The event organised by the World Bank and its private sector financing body the International Finance Corporation, provided a forum for international and local lighting industry entrepreneurs to learn more about emerging off-grid lighting against the fact that crude oil price for powering thermal plants continues to rise.

It is already predicted that the crude oil prices could hit the 200 dollar mark within six months and this could make countries without cheap crude oil supply or hydro-electric power resort to power rationing that can result in the collapse of industries and its attendant repercussions on the lives of people. Deliberations at the conference focused among others things on quality control and standardization of energy saving equipment and lightings, production cost ranges, financing, as well as environmental impacts of the disposal of energy efficient lights. Participants were quite open in their discussions no wonder even on the closing day participants were still full of vim in discussing issues and the way forward.

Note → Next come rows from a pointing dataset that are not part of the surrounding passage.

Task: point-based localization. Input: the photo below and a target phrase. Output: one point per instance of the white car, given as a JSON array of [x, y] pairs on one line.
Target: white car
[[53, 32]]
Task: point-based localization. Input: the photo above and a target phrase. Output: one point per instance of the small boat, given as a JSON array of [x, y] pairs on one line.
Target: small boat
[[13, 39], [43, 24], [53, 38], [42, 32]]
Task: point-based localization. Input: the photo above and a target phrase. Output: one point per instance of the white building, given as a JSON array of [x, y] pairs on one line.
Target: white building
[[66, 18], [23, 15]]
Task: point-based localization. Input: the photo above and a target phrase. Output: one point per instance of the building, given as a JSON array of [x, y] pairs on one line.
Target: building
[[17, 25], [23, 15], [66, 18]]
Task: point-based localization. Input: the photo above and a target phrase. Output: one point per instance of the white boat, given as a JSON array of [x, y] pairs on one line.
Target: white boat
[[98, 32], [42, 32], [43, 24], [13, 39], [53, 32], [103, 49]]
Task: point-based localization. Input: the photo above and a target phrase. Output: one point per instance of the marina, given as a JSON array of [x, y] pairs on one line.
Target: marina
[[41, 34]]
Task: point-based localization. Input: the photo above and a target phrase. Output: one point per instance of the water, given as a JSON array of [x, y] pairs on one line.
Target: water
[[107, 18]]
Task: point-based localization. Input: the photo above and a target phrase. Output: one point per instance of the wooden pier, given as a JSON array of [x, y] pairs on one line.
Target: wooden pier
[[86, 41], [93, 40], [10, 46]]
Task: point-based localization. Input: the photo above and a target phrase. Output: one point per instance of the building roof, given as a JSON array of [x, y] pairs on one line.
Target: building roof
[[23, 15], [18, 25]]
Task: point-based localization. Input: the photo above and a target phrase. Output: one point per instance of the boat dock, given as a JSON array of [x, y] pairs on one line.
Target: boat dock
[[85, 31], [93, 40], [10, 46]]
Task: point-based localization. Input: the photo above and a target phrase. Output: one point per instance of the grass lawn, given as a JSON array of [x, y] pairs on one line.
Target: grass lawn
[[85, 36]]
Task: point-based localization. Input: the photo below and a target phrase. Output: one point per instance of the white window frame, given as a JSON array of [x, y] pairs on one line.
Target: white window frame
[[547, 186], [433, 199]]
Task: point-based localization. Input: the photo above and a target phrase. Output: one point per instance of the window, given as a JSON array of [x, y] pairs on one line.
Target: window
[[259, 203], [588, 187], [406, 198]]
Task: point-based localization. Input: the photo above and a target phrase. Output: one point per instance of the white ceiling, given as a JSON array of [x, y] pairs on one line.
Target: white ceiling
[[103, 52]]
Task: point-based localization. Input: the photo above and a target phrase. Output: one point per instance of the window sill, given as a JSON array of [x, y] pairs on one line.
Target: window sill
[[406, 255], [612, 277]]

To climax the conference was an awards ceremony during which winners of a proposals on the best innovative solutions for off-grid lighting for Africa and were awarded up to 200 thousand dollars each to actualise their proposals. This followed the invitation of proposals on innovative solutions for off-grid lighting options for Africa which attracted over 400 proposals from 54 countries.

Out of the 400 proposals received 52 from 38 countries were short listed for the final round and their presenters were invited to be part of the conference. 16 of the 52 were voted and therefore receive the grants. They as well as the non winners were taken through a day's training programme on how to best make reality out of their proposals. On thing that was left on the minds of many is the fact that Africa is really a dark continent because inspite of it being sunny most day of the year, light the night has been a great challenge.

Some countries like Sierra Leone, has only 4% of grid lighting while some can only boast of 7 to 10 percent of coverage. Ghana stood in a better position with up to 46 percent from 11 percent in 1990. The challenge is therefore everyone's any contribution that will help change the statistics that Africa though not very well lighted spends at 15% of their income only provide inefficient light most of which are environmentally unfriendly.

A number of recommendations came out one of which is the argument between initial cost outlay for procuring alternative energy sources like the solar panel, batteries and inverters and its cleanliness and the choice of existing grid power choices.

It is clear that managers of countries must do well to put systems in place to make acquisition of such devices to spread over a period while backing the percentage of use of such options policies that are backed by legislation. It is only by so doing that national expenditure of fossil fuels for power generation will be brought down to benefit all.